The Keller campaign, in turn, says it’s simply following city rules that allow in-kind donations to publicly financed candidates. His campaign manager called the complaint “frivolous.”
The GOP letter and ethics complaint come after KOB-TV this week reported that Keller’s campaign manager had told supporters they could make out checks to her campaign firm, and it would be listed as an “in-kind donation” that buys services and supplies for the candidate’s campaign.
Keller, the state auditor and a former state senator, opted into Albuquerque’s public financing system this year, meaning he can’t take cash donations like the other seven candidates in the race. Instead, he received about $343,000 in city funding for his campaign, and he was allowed to raise some seed money that pushed his total resources to roughly $380,000.
Supporters, however, can make up to about $38,000 in in-kind donations of goods or services, but not money, to his campaign.
Republican Party attorney Blair Dunn described the arrangement – allowing donations to the firm running Keller’s campaign – as the “laundering of money contributions” and a potential violation of the law.
Allowing it, Dunn said, is “beyond absurd and would completely defeat the intent of public financing.”
Johnson, in his ethics complaint, said the Keller campaign has improperly solicited, collected and reported cash contributions.
Keller’s campaign manager, Jessie Hunt of Rio Strategies, defended the practice, saying that other publicly financed candidates have used “the exact same procedure” in past elections.
“It’s no surprise that the Republican Party is filing a frivolous complaint against the leading candidate for Mayor,” Hunt said in a written statement. “Tim Keller has always been committed to open and ethical government and our grassroots campaign is in full compliance with the law, including adhering to the $38,019.10 cap on such contributions.”
Keller has reported in-kind donations worth about $36,000 this year. His campaign reports don’t make it clear whether donors gave cash to Rio Strategies. Nonetheless, they show that his campaign accepted dozens of contributions with “professional services” listed as the in-kind purpose.

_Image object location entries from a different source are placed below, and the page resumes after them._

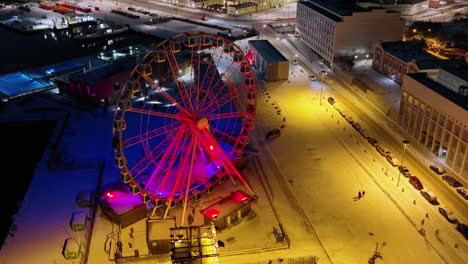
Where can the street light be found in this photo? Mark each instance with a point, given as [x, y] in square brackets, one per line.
[405, 142]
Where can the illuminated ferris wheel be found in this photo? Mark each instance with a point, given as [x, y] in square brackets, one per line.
[183, 117]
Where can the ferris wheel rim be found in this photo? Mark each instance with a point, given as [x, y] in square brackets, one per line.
[185, 118]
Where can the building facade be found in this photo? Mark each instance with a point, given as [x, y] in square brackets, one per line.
[268, 60]
[335, 28]
[395, 59]
[434, 111]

Dunn on Friday sent a two-page letter requesting an investigation to Attorney General Hector Balderas, Secretary of State Maggie Toulouse Oliver, City Clerk Natalie Howard and City Attorney Jessica Hernandez.
Balderas, a Democrat, has endorsed one of Keller’s rivals in the mayoral race, Brian Colón, an attorney and former Democratic Party chairman.

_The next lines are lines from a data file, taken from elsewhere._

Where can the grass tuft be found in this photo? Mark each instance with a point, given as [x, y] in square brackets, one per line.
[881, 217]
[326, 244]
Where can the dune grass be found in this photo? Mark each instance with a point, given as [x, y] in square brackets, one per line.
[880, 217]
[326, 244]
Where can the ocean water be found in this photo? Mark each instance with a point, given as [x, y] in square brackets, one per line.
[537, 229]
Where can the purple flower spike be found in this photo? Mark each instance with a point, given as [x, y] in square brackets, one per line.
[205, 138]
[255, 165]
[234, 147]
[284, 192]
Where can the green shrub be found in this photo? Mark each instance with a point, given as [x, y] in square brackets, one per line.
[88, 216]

In a written statement, Balderas said he would refer the investigation request to the proper authorities to allow for an investigation without his involvement.
“As these allegations relate to alleged improprieties by another candidate in that race, rather than detract from the legitimacy of the allegations with my involvement, I am referring the investigation to the proper authorities,” Balderas said, acknowledging his endorsement of Colón.

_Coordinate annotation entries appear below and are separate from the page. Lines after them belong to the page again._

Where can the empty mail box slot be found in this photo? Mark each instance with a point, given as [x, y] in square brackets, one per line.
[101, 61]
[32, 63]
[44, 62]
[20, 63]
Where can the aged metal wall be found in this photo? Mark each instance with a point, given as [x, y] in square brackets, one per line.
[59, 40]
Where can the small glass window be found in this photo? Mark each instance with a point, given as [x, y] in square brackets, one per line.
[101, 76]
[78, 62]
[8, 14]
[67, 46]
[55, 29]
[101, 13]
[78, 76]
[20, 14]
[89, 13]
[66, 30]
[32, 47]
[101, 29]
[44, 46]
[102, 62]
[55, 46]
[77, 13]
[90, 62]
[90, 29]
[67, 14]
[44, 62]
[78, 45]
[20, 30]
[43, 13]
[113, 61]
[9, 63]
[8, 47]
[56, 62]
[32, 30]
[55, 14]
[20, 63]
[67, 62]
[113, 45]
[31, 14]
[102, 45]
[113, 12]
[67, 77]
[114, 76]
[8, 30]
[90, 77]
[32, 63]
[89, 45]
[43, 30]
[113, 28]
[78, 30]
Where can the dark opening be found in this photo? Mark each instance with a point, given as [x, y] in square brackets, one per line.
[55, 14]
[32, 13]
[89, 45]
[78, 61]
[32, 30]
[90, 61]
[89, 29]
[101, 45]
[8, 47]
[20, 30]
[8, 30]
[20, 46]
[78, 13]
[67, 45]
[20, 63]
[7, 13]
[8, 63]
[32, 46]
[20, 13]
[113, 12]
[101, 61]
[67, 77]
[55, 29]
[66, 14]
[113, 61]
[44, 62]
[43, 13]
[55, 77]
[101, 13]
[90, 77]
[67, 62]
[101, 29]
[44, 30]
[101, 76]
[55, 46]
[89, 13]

Hernandez, the city attorney, said she and Howard, the city clerk, would “review the letter and determine the appropriate process and office to evaluate these concerns.”
They didn’t respond to a question about the practice in general – whether the City Charter allows people to make cash donations to a firm that, in turn, works for the candidate’s campaign.
Keller is a leading contender in this year’s mayoral race. The top two voter-getters in the Oct. 3 election will advance to a runoff in November, assuming no one gets 50 percent in the first round of voting.
Besides Keller, the field features:
⋄ Democrats Colón and Gus Pedrotty, a recent University of New Mexico graduate.
⋄ Republicans Johnson, a county commissioner; Dan Lewis, a city councilor; and Ricardo Chaves, founder of Parking Company of America.
⋄ Independents Michelle Garcia Holmes, a retired Albuquerque police detective, and Susan Wheeler-Deichsel, co-founder of the civic group Urban ABQ.
Keller has also faced criticism because an independent Measure Finance Committee has raised about $210,000 in donations to support his bid for mayor – which is legal, as long as the committee doesn’t coordinate with Keller’s campaign.